Sinar matahari pagi masuk lewat jendela kamar dan menyentuh mata Anggi. Pagi itu Anggi merasakan badannya pegal-pegal, mungkin kecapean karena kemarin dia habis membersihkan rumah. Biasanya Mba Jum setiap pagi datang untuk membantunya mencuci dan menyetrika pakaian, juga untuk menyapu dan mengepel lantai. Tapi kemarin dia ijin karena anaknya sakit, terpaksa Anggi yang mengerjakan semuanya sendiri. Sekarang baru terasa capeknya. Badannya pegal-pegal semua. Rasanya malas untuk turun dan tempat tidurnya. Anggi membuka matanya, lalu dia terpejam lagi sambil menarik selimutnya.
"Bangun, sudah siang," terdengar suara berat suaminya.
"Badan aku sakit semua mas, biarkan aku tiduran sebentar lagi. Hari ini kan hari libur, kamu nggak ke restoran kan?"
"Aku mau ke stasiun jemput papa dan mama, hari ini kan mereka datang dari Bandung. Emang kamu lupa? Atau kamu sengaja nggak mau menyambut kedatangan orangtuaku?"
"Ya ampun, mas, aku bener-bener lupa. Kenapa sih kamu selalu berfikir jelek tentang aku? Orangtuamu kan orangtua aku juga, aku senang mereka mau datang dan menginap disini."

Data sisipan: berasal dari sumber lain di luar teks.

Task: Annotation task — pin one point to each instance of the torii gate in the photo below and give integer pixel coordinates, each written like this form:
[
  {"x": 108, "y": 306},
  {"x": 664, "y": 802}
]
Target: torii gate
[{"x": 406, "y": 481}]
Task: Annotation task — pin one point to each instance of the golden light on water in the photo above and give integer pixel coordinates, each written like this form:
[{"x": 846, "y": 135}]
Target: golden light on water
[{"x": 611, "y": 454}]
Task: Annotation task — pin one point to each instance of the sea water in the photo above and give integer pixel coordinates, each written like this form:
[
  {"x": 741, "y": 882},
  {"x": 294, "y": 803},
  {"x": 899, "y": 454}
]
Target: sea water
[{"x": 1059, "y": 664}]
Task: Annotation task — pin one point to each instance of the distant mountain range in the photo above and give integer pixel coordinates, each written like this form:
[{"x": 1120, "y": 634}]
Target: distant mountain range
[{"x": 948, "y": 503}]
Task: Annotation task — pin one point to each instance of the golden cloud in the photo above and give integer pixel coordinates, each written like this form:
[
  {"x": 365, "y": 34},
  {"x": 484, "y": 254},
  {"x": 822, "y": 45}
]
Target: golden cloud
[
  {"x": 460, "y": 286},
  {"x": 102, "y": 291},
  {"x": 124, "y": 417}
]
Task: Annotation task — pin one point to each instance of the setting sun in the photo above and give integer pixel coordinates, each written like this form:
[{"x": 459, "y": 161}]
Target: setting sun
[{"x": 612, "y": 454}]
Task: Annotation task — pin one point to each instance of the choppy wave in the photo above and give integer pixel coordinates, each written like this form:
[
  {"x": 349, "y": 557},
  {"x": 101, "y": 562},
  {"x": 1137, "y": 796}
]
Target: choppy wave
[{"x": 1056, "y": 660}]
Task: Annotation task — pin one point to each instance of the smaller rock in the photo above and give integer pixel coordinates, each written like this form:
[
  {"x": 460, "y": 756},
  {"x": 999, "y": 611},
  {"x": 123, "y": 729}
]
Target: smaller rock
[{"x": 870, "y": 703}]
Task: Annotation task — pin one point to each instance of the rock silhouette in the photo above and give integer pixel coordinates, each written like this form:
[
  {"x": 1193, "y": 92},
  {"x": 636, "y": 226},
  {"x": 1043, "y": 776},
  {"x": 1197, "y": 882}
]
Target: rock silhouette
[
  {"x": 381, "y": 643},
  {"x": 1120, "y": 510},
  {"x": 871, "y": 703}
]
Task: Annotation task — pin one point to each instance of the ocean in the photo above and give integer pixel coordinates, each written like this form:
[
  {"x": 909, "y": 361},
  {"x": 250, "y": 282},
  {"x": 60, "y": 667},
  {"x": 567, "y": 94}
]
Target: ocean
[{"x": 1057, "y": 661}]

"Ya udah sekarang kamu beres-beres rumah dan masak yang enak buat menyambut mereka, jangan enak-enakan di tempat tidur aja, dasar pemalas!"
"Siapin kamar tamu, terus barang-barang kamu pindahkan ke kamarku, jangan sampai mereka tau kalau kita nggak tidur satu kamar," perintahnya. "Jangan sampai mereka tau masalah kita," lanjutnya lagi.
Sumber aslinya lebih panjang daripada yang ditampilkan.